I have to go out again today, for a Covid test, but at least that only requires the minimum of human interaction.

Seeds

Ennui

Today I feel nothing.
no words in my head,
no thoughts worth sharing
just a dull emptiness.

Why am I here,
staring at this screen?
The keys touch my fingers
but they won’t help,
they are mocking me.   

Why am I writing
staccato rhythm?
Short lines?
Empty words?

Yesterday the spinner
rolled out her thread
into this future,
which became
just a day,
like any other.

Linda Rushby 10 April 2021

On my desk I just noticed a seed pod. This must sound bizarre. How can there be a seed pod on my desk and me be surprised to see it there? Believe me, there could be anything on this desk and I wouldn’t know where it came from. But thinking back through the last few days, I remember emptying out a drawer from a cheap plastic chest of drawers, one of three which I bought in B&M the first summer I moved here, to store stuff in my flat, things which were in boxes which I was going to ‘sort out’ into these drawers, but in the event they just moved from one chaotic mess into another. And this week I decided I would empty one of the chests and put it out in my new shed, for storing shed stuff, with the vague sense that this would somehow make the chaos more manageable. Each chest had four drawers, some of them only contained things which were already in boxes which could be moved and put on top of the IKEA shelves. Another was mostly full of cassettes and CDs, a staple gun and various other junk which I piled up on the desk, including, apparently a seed pod, like an elongated, thin brown pea pod. Before I moved here, I collected all sorts of seeds from the garden of the old house, and put them all in envelopes with the names written on the front, but I have no idea what happened to any of them – I didn’t plant them, that’s for sure.

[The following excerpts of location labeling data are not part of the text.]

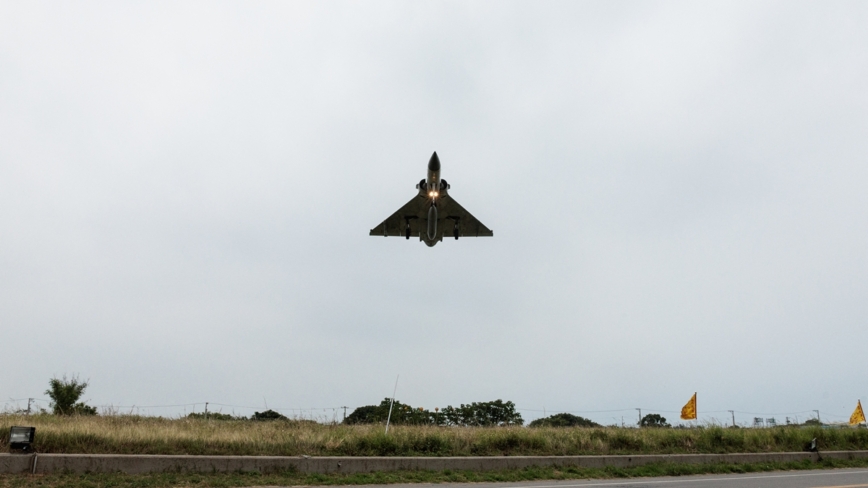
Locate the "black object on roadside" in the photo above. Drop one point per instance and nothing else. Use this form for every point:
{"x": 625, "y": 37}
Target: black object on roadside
{"x": 22, "y": 438}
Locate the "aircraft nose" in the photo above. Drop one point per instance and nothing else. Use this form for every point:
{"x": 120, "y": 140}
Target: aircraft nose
{"x": 434, "y": 163}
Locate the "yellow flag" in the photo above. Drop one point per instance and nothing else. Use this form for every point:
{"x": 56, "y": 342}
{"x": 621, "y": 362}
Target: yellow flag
{"x": 858, "y": 415}
{"x": 689, "y": 410}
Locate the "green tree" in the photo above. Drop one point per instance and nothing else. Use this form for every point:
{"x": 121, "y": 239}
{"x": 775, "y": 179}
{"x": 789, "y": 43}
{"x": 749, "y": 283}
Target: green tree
{"x": 64, "y": 394}
{"x": 653, "y": 420}
{"x": 563, "y": 420}
{"x": 483, "y": 414}
{"x": 402, "y": 414}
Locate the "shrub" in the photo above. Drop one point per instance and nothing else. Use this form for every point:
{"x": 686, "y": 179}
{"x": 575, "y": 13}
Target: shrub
{"x": 267, "y": 415}
{"x": 563, "y": 420}
{"x": 64, "y": 394}
{"x": 653, "y": 420}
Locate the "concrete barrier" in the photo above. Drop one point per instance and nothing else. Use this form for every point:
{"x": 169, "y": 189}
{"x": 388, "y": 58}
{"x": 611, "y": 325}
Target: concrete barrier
{"x": 138, "y": 464}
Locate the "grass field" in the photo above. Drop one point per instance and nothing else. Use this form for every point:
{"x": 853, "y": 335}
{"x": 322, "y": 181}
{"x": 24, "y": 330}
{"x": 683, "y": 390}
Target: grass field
{"x": 166, "y": 480}
{"x": 151, "y": 435}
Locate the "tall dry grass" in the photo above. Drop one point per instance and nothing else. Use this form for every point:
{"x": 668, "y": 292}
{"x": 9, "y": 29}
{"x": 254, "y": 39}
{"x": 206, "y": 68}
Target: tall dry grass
{"x": 150, "y": 435}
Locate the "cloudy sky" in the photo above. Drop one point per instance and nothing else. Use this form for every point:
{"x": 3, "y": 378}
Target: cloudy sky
{"x": 677, "y": 193}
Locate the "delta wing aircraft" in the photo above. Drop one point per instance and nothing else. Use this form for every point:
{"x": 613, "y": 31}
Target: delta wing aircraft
{"x": 432, "y": 213}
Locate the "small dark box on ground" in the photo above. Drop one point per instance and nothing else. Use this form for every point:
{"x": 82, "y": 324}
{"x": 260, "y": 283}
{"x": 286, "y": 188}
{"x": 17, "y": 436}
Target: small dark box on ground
{"x": 21, "y": 437}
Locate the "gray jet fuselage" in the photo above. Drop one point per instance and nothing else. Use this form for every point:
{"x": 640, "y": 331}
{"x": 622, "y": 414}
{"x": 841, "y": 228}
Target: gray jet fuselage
{"x": 432, "y": 213}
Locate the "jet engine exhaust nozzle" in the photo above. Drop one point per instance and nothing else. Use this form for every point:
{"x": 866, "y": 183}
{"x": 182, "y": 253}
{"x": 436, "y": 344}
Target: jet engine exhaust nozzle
{"x": 432, "y": 222}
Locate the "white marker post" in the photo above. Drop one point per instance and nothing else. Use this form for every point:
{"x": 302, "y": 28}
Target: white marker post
{"x": 392, "y": 403}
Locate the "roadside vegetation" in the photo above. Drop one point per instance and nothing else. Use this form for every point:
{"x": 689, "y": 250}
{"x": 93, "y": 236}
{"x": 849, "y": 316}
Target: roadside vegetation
{"x": 291, "y": 478}
{"x": 122, "y": 434}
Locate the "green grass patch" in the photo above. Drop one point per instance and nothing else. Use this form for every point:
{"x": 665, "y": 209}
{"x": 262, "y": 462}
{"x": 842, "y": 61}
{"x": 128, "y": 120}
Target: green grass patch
{"x": 291, "y": 478}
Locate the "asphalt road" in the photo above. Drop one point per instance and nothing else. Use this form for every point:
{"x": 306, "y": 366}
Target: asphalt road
{"x": 827, "y": 478}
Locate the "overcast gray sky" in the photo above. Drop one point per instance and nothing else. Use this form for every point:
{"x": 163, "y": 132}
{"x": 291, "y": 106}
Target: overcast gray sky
{"x": 677, "y": 192}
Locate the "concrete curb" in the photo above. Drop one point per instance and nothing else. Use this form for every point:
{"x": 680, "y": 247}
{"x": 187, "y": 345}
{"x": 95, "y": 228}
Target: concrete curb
{"x": 138, "y": 464}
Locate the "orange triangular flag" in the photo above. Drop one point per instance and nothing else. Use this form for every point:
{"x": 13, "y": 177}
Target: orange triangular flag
{"x": 689, "y": 410}
{"x": 858, "y": 415}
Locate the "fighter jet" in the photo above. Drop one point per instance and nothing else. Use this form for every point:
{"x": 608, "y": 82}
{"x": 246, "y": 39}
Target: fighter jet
{"x": 432, "y": 213}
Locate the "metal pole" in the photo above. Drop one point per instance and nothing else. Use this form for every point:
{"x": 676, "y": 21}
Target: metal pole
{"x": 392, "y": 403}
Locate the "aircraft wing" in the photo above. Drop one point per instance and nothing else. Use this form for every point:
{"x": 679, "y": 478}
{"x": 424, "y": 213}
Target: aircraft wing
{"x": 415, "y": 212}
{"x": 468, "y": 225}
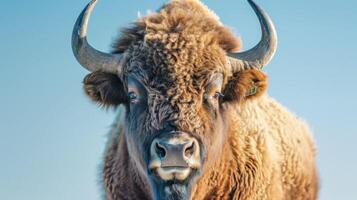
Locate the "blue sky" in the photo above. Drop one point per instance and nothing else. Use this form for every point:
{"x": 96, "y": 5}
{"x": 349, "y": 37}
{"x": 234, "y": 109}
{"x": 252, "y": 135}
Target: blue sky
{"x": 52, "y": 136}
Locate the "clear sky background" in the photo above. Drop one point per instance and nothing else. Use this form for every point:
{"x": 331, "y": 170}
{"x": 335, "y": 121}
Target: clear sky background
{"x": 52, "y": 137}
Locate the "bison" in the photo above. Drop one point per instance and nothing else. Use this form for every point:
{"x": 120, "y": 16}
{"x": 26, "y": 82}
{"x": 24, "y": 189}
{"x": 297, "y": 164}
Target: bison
{"x": 195, "y": 121}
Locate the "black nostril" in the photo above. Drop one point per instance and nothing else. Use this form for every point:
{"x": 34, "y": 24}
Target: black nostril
{"x": 189, "y": 149}
{"x": 160, "y": 150}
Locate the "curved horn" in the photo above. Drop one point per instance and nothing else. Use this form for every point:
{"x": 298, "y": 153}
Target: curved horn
{"x": 263, "y": 52}
{"x": 87, "y": 56}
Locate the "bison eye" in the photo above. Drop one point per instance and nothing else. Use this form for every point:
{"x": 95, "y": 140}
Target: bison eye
{"x": 133, "y": 98}
{"x": 215, "y": 96}
{"x": 218, "y": 95}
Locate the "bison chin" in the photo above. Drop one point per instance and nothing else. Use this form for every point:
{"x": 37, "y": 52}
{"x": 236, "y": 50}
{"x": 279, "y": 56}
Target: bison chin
{"x": 171, "y": 190}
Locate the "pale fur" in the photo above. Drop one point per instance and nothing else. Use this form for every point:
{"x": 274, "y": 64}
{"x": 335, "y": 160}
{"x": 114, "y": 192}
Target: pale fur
{"x": 272, "y": 156}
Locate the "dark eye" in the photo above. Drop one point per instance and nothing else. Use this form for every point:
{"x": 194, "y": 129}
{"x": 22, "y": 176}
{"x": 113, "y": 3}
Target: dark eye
{"x": 217, "y": 95}
{"x": 133, "y": 98}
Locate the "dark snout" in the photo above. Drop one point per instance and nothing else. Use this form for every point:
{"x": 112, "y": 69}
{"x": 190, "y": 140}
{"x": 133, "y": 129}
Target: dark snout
{"x": 174, "y": 155}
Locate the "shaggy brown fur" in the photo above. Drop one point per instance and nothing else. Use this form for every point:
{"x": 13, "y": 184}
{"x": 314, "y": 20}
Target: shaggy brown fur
{"x": 255, "y": 149}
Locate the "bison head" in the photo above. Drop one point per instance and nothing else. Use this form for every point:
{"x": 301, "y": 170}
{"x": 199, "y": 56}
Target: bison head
{"x": 177, "y": 76}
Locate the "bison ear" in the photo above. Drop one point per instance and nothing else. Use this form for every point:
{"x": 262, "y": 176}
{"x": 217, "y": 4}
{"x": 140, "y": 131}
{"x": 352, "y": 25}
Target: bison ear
{"x": 104, "y": 88}
{"x": 244, "y": 85}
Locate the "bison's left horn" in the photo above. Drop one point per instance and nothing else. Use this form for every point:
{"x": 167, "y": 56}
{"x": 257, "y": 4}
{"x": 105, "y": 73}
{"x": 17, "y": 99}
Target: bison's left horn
{"x": 87, "y": 56}
{"x": 263, "y": 52}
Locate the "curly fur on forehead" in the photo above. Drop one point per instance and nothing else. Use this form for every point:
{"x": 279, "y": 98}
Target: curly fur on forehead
{"x": 176, "y": 20}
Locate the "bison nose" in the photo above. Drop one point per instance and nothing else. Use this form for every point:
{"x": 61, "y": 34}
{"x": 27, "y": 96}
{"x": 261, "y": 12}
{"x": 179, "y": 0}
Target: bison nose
{"x": 174, "y": 156}
{"x": 174, "y": 153}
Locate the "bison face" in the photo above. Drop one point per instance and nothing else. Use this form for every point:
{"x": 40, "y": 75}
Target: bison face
{"x": 174, "y": 133}
{"x": 175, "y": 73}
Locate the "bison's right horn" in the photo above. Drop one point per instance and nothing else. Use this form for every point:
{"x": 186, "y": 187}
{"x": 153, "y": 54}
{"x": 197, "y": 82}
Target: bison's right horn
{"x": 87, "y": 56}
{"x": 263, "y": 52}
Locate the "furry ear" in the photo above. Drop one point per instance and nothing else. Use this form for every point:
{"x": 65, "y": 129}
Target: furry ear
{"x": 245, "y": 85}
{"x": 104, "y": 88}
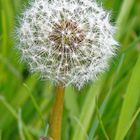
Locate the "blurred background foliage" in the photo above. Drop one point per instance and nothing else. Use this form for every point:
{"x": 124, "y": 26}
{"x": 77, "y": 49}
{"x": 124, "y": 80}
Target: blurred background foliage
{"x": 107, "y": 109}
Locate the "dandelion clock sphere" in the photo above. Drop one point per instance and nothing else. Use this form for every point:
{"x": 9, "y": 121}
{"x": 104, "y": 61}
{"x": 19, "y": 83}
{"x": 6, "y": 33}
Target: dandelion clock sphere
{"x": 66, "y": 41}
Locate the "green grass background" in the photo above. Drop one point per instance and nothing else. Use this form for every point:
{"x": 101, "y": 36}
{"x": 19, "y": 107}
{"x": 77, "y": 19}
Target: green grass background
{"x": 107, "y": 109}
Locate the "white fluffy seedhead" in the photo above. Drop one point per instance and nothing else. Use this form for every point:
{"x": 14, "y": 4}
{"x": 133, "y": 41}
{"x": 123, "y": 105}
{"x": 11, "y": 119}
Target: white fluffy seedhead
{"x": 66, "y": 41}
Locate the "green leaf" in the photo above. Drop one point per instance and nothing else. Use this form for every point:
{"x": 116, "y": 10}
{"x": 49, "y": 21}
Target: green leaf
{"x": 130, "y": 102}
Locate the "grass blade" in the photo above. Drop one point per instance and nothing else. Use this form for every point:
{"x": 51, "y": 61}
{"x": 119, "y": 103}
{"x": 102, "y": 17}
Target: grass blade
{"x": 130, "y": 102}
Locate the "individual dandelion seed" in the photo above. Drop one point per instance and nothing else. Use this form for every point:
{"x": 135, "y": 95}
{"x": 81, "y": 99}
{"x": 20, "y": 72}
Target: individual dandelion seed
{"x": 66, "y": 41}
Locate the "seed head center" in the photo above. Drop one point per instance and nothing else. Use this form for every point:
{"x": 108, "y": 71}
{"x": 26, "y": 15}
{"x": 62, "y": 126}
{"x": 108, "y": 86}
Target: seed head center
{"x": 66, "y": 34}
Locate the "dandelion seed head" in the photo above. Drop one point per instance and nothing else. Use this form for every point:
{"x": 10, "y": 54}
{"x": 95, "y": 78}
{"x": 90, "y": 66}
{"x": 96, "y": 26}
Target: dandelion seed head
{"x": 66, "y": 41}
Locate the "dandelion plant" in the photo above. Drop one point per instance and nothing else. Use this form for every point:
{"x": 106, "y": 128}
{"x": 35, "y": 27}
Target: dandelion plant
{"x": 67, "y": 42}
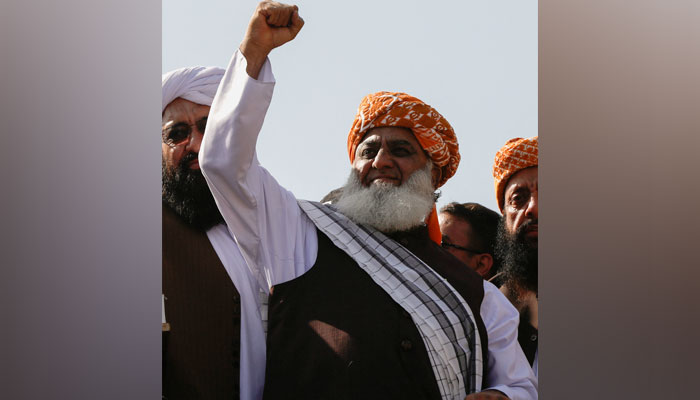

This long, thin brown pod looks vaguely familiar, as though I should know where it’s from. I might even have taken it from a plant in a park. There were still seeds inside it, I popped them out while I was thinking about what to write, and they are sitting in a cluster on my phone, about eight or ten of them at a guess, papery round the edges with a brown centre about a millimetre across. I could try planting them and see what happens, though after all these years it’s unlikely that anything will grow.

But I need to find a seed and make it grow, and this morning that feels really hard. I pick up the staple gun – I bought it over thirty years ago, when we were living in the USA, and I’m not sure whether I still have staples to fit it, and if so where they are. I probably can’t get any more now.

But I haven’t used it in thirty years anyway.